Fatto sta che molti genitori sostengono che i loro bambini si siano ammalati dopo il vaccino. Trovare un colpevole davanti alle cose che non possiamo o riusciamo a controllare ci fa sentire meglio?
Sì. Trovare un colpevole mi dà l'illusione di poter fare qualcosa. Se un problema è dato - ad esempio - da questioni genetiche, io non posso fare nulla, devo accettarlo così come è. Se  invece ho la convinzione che sia colpa di qualcuno, innanzitutto so con chi prendermela, e poi mi sento in grado di aiutare gli altri, di fare qualcosa, di agire su qualcosa. Una sorta di deresponsabilizzazione. Pensare che l'autismo possa avere a che fare con la genetica può essere erroneamente percepito da alcuni genitori come una "colpa". Se si trova il capro espiatorio si fugge anche da questo tipo di sofferenza.

Cosa avviene nella mente di chi, sul web, infervorato, urla al complotto senza sentire altre ragioni?
Scattano una serie di meccanismi psicologici, tra questi, il principio di negazione. Una difesa contro la paura. Negando il problema allontano il timore. Se qualcuno mi dice che ci sono morti, ricoveri, infezioni e io insisto nel dire che è un imbroglio, mi sto difedendo dalla paura che non mi consentirà di essere libero, di uscire, di incontrare gente.

Quali sono le fonti dei novax?
I negazionisti trovano le informazioni nella loro bolla, non oltre, tra altri complottisti e negazionisti.
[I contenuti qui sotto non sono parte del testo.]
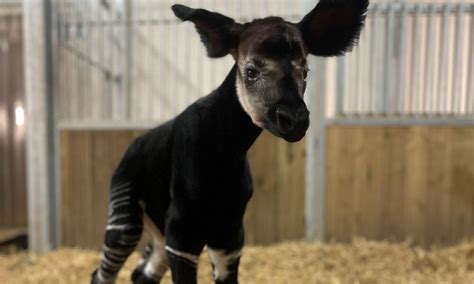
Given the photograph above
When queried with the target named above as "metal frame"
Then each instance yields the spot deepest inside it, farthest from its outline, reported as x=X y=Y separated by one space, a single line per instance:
x=389 y=117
È circolo chiuso, si informano tra loro. Se qualcuno cerca di entrare in quella bolla, viene etichettato come colui che sta mettendo in atto un complotto, perché avrebbe degli interessi. Interessi spesso fantascientifici, come quello del controllo: facendo impoverire le persone, uccidendole, non è certo il controllo che si ottiene. Aumenta semmai il disagio, aumentano le rappresaglie, le proteste.

Ci sono novax anche tra, ad esempio, docenti universitari. 
Su certi temi l'opinione del plurilaureato non ha né più né meno valore di quella di una persona poco o per nulla formata. In entrambi i casi non si hanno gli elementi culturali e tecnici per comprendere e quindi esprimere pareri scientifici.

Al di là dei complottisti e delle degenerazioni di cui sopra, esiste una larga fetta di popolazione che teme il vaccino. Molti genitori attenti e tutt'altro che irrazionali, ad esempio, hanno paura di vaccinare i propri bambini. Che sia condivisibile o meno, sembra una scelta comprensibile, vista la confusione sul tema. 
Sì, e in questo caso non è colpa loro ma dell'informazione: sono bombardati da informazioni conflittuali, e la reazione tipica alle informazioni contradditorie è la paranoia. Avviene anche in famiglia. Se a un adolescente il padre dice una cosa e la madre ne dice un'altra la reazione è paranoica: "Qui qualcuno sta mentendo". Quindi reagisce con sospetto e il sospetto congela, non fa compiere azioni. Si preferisce restar fermi piuttosto che agire, senza pensare, nel caso del vaccino, che magari restar fermi può esporre il proprio bambino a rischi importanti.

In conclusione, come parlare con un novax "estremista"?
Nel momento in cui una persona aderisce completamente a un'ideologia complottista è davvero difficile farle cambiare idea, perché diventa una sorta di processo delirante e ogni cosa che tu dici a un delirante viene inquadrata all'interno del suo delirio. Se io dico a un complottista che deve fare riferimento alle persone competenti e alle fonti, il complottista dice che i medici sono pagati dalle case farmaceutiche e che le fonti sono manipolate per poterti prendere in giro. Una logica, seppur delirante, schiacciante. Bisogna accettare l'idea che in certe occasioni non c'è molto da fare. Alcune persone non cambieranno mai opinione perché sono entrate all'interno di una determinata logica da cui non si può uscire.